Florida HB 1417 Preemption: What Happened to Local Tenant Protections
On June 29, 2023, Florida Governor Ron DeSantis signed HB 1417 into law. Effective July 1, 2023, the bill created Fla. Stat. § 83.425 — preempting all city- and county-level tenant protection ordinances statewide. Approximately 40 local ordinances were nullified overnight. This is a guide to what changed and what it means for landlords and tenants in 2026.
Florida HB 1417 (eff. 7/1/2023) preempted all local tenant ordinances. Miami-Dade's Tenant Bill of Rights, Miami Beach's 60-day rent-increase notice, Orange County's Fair Notice Ordinance, and ~40 others are no longer enforceable. Florida state law (Chapter 83) alone governs residential tenancies. The eviction process itself is unchanged.
What HB 1417 actually did
HB 1417 amended Florida Statutes Chapter 83 to add § 83.425, which states:
"The regulation of residential tenancies, the landlord-tenant relationship, and all other matters covered under this part are preempted to the state."
The legal effect is sweeping: any local government ordinance regulating residential leases, notice requirements, source-of-income discrimination, late fees, security deposits, or related matters became void on July 1, 2023.
Major Florida ordinances preempted
A non-exhaustive list of significant local ordinances that were nullified:
| Jurisdiction | Ordinance | Passed | Key provision |
|---|---|---|---|
| Miami-Dade County | Tenant's Bill of Rights (Ord. 22-47) | May 2022 | 60-day notice for rent increases over 5% |
| City of Miami | Tenant Bill of Rights | 2022 | Notice requirements, anti-retaliation provisions |
| Miami Beach | Substantial Rent Hike Notice | February 2021 | 60-day written notice before rent increase over 5% |
| Orange County | Fair Notice Ordinance | 2021 | 60-day notice for rent hikes exceeding 5% |
| Hillsborough County | Tenant Notice Ordinance | 2022 | Source-of-income protections, notice requirements |
~40 local ordinances total were preempted. Above are the largest by population covered.
What still stands
- · Florida state law (Chapter 83) — the Florida Residential Landlord and Tenant Act
- · Local Offices of Housing Advocacy — counseling/referral functions (no enforcement teeth)
- · Federal protections — Fair Housing Act, Section 8 voucher protections under HUD
- · Local zoning and building codes — habitability and code compliance, separate from lease relationship
- · Common law landlord obligations — duty to maintain habitable premises, etc.
What this means for landlords in 2026
- No 60-day rent-increase notice required. The state's standard rules apply (typically 15-day notice before next rental period for month-to-month).

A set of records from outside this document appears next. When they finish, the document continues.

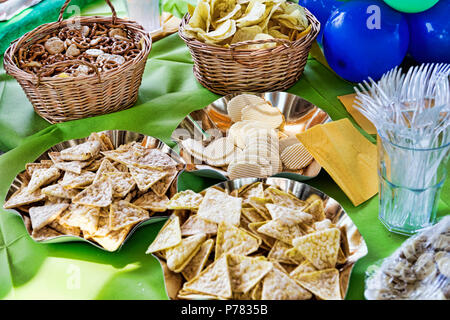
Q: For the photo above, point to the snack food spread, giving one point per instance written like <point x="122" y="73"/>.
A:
<point x="227" y="22"/>
<point x="258" y="242"/>
<point x="94" y="190"/>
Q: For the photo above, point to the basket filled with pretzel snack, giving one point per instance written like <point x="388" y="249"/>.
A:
<point x="80" y="67"/>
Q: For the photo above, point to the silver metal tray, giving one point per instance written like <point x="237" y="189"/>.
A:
<point x="118" y="137"/>
<point x="299" y="115"/>
<point x="333" y="210"/>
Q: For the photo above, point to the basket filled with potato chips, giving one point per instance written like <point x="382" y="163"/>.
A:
<point x="98" y="189"/>
<point x="250" y="135"/>
<point x="80" y="67"/>
<point x="248" y="45"/>
<point x="257" y="239"/>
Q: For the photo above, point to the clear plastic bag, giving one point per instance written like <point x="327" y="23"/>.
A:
<point x="418" y="270"/>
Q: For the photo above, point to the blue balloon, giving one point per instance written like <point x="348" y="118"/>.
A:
<point x="365" y="38"/>
<point x="322" y="10"/>
<point x="430" y="34"/>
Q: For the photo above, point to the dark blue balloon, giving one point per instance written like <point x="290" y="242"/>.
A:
<point x="365" y="38"/>
<point x="322" y="10"/>
<point x="430" y="34"/>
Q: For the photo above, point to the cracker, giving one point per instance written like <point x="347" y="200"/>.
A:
<point x="179" y="256"/>
<point x="187" y="200"/>
<point x="168" y="237"/>
<point x="231" y="239"/>
<point x="123" y="214"/>
<point x="324" y="284"/>
<point x="44" y="215"/>
<point x="320" y="248"/>
<point x="214" y="280"/>
<point x="219" y="207"/>
<point x="195" y="224"/>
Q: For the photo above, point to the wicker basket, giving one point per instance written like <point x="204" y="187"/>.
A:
<point x="63" y="99"/>
<point x="228" y="70"/>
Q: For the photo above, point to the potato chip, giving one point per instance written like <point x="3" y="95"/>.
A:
<point x="42" y="177"/>
<point x="231" y="239"/>
<point x="324" y="284"/>
<point x="188" y="200"/>
<point x="214" y="280"/>
<point x="98" y="194"/>
<point x="22" y="197"/>
<point x="151" y="201"/>
<point x="195" y="224"/>
<point x="320" y="248"/>
<point x="246" y="272"/>
<point x="83" y="217"/>
<point x="169" y="236"/>
<point x="44" y="215"/>
<point x="277" y="285"/>
<point x="81" y="152"/>
<point x="146" y="177"/>
<point x="180" y="255"/>
<point x="219" y="207"/>
<point x="124" y="214"/>
<point x="197" y="263"/>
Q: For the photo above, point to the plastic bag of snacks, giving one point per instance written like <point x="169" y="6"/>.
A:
<point x="418" y="270"/>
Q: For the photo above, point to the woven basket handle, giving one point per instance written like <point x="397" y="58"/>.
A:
<point x="63" y="8"/>
<point x="257" y="54"/>
<point x="64" y="63"/>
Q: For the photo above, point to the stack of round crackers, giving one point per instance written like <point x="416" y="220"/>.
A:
<point x="255" y="145"/>
<point x="94" y="190"/>
<point x="257" y="243"/>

- No local cure-period add-ons. The 3-day, 7-day, and 15-day notice periods under § 83.56–§ 83.57 are the entire statutory framework.
- Source-of-income discrimination rules vary. State law does not prohibit source-of-income discrimination (e.g., refusing Section 8). Federal rules still apply to HUD-financed properties.
- Eviction filing fee, courthouse, and process are unchanged. $185 in Miami-Dade as of 2026; same procedural rules statewide.
FAQ
Is the Miami-Dade Tenant Bill of Rights still in effect?
No. The Miami-Dade Tenant's Bill of Rights (Ordinance 22-47, passed May 2022) was preempted by Florida HB 1417 effective July 1, 2023. The Office of Housing Advocacy still operates as a counseling and resource center, but its enforcement provisions are no longer in force.
Does Miami Beach's 60-day rent-increase notice ordinance still apply?
No. Miami Beach passed a 60-day notice-of-rent-increase ordinance in February 2021, but it was preempted by HB 1417 in 2023. Florida state law alone governs landlord-tenant relationships in Miami Beach today.
What does Florida Statute § 83.425 actually say?
It declares that "the regulation of residential tenancies, the landlord-tenant relationship, and all other matters covered under this part are preempted to the state." This means cities and counties cannot enact their own landlord-tenant rules — only Florida state law (Chapter 83) applies.
Did HB 1417 change the eviction process itself?
No. The eviction process — 3-Day, 7-Day, 15-Day notices, county clerk filing, sheriff lockout — was already governed by state law (Chapter 83) and remains unchanged. HB 1417 only nullified the local ADD-ON ordinances that some cities and counties had layered on top.
Can a city or county still pass new tenant protections in Florida?
Not in areas covered by Chapter 83, Part II. The preemption is broad. Cities can still regulate matters outside the landlord-tenant relationship (zoning, building codes, occupational licensing) but not the lease relationship itself.
What was the rationale for HB 1417?
Sponsors argued for a uniform statewide framework so that landlords operating in multiple Florida jurisdictions wouldn't face a patchwork of different notice and protection rules. Critics — including affordable housing advocates — argued the bill stripped meaningful tenant protections that local governments had passed in response to Florida's housing affordability crisis.